Axe also plays Young Link more aggressively, using nair a bit more like Fox’s - to take control of space and create mix-ups on shield. He’ll also go out on a limb every now and again and take a big swing. This is something Bambi thinks may be more optimal than Armada’s hard-camp approach.



“Armada is also very stubborn,” he writes. “There are sets where neither of them are being proactive at all and just nowhere near each other. The thing is if you just throw the bomb at max range and run, you don't get anything off of it. It's up to 14%, but if you play closer ranges and stay poised you can pile on lots of damage really quickly and I think you can definitely play for big damage like that and still be pretty safe.”



Nowadays, players like Axe and Bambi have brought Young Link full-circle in terms of popularity with that slightly more aggressive style. Axe’s run in Summit’s Swag Bracket was some of the coolest Melee ever played.

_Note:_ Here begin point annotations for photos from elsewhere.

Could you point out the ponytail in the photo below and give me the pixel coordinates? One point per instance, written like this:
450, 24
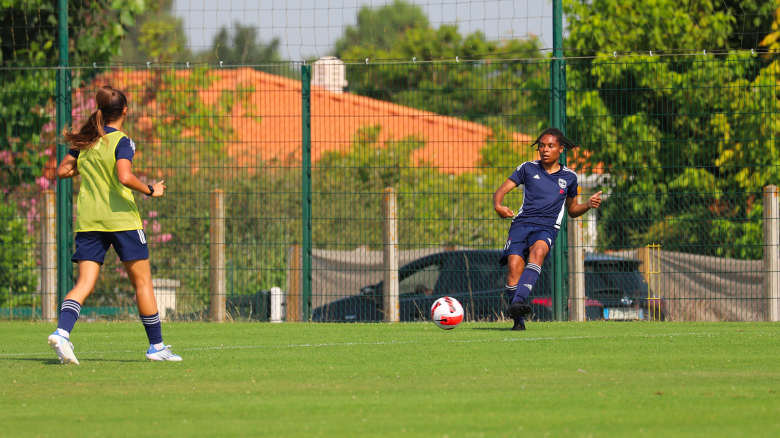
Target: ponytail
110, 106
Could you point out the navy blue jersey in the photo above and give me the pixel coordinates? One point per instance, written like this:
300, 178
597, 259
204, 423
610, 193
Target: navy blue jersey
544, 196
125, 149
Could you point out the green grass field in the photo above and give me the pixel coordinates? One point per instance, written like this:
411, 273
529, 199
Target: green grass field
335, 380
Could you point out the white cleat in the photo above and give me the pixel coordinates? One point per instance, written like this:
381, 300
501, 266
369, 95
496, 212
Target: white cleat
163, 355
63, 348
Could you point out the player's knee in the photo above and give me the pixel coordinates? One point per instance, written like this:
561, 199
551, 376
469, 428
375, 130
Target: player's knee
515, 264
538, 252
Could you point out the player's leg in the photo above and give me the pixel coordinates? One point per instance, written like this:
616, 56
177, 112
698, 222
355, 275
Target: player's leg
515, 266
536, 255
515, 253
90, 253
134, 254
140, 274
59, 341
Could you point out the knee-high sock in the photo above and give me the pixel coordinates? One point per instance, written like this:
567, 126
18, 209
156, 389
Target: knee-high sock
527, 282
510, 292
69, 314
153, 328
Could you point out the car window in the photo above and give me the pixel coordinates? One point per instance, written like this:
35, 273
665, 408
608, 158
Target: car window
422, 282
593, 280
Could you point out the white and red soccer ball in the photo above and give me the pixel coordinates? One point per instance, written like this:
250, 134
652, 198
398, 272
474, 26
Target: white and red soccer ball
447, 313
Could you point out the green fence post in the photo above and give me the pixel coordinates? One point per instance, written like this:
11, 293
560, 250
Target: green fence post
65, 186
306, 192
558, 119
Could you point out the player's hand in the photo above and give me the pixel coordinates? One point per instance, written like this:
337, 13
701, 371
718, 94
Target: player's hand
159, 189
504, 211
595, 200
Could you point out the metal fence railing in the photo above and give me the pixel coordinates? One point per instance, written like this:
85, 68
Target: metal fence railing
293, 171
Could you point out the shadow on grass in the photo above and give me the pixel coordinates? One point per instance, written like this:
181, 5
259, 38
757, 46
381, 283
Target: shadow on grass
49, 361
494, 329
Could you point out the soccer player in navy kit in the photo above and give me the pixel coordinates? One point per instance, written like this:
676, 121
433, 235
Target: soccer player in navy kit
550, 190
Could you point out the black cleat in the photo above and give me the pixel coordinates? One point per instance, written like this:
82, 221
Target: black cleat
518, 310
519, 326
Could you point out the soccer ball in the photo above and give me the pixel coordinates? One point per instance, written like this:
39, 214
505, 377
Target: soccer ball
447, 313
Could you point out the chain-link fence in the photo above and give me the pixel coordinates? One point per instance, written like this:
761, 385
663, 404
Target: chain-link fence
295, 191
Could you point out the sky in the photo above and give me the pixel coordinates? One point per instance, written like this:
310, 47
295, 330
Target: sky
309, 28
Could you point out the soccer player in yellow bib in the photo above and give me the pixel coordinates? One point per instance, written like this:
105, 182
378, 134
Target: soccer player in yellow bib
107, 215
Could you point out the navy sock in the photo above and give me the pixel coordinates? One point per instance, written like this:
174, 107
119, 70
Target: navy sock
153, 328
527, 282
69, 314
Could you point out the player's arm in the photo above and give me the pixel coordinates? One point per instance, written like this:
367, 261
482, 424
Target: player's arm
124, 169
498, 199
576, 209
68, 168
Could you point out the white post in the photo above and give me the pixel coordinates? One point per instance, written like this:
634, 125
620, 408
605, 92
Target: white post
390, 249
576, 269
48, 256
276, 304
217, 256
165, 295
772, 253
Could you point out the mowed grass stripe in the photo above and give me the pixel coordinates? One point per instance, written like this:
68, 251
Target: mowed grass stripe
349, 344
567, 379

Even in the 2017 set above, you see a full-circle for the culture around the matchup, where the crowd and commentary hype up the matchup. This is wild because the commentator in this set is the same as at Genesis 2: HomeMadeWaffles. HMW goes from actually asking the crowd not to cheer for the players at Genesis 2, to counting down the timeout and encouraging Axe to camp it out.



2011 to 2021, a decade is a lot of space to change and everything has changed—from the commentary, the character-bias, and the matchup itself. The Puff-Young Link matchup still lives on, only now more through bambi than Hbox. Though Hbox may see it occasionally, bambi came up playing strong Puff mains like Miffee, atomsk, and Dawson.

For Hbox, the Young Link chapter is mostly closed, but for many players like bambi and Dawson, the matchup is a story that hasn’t fully finished.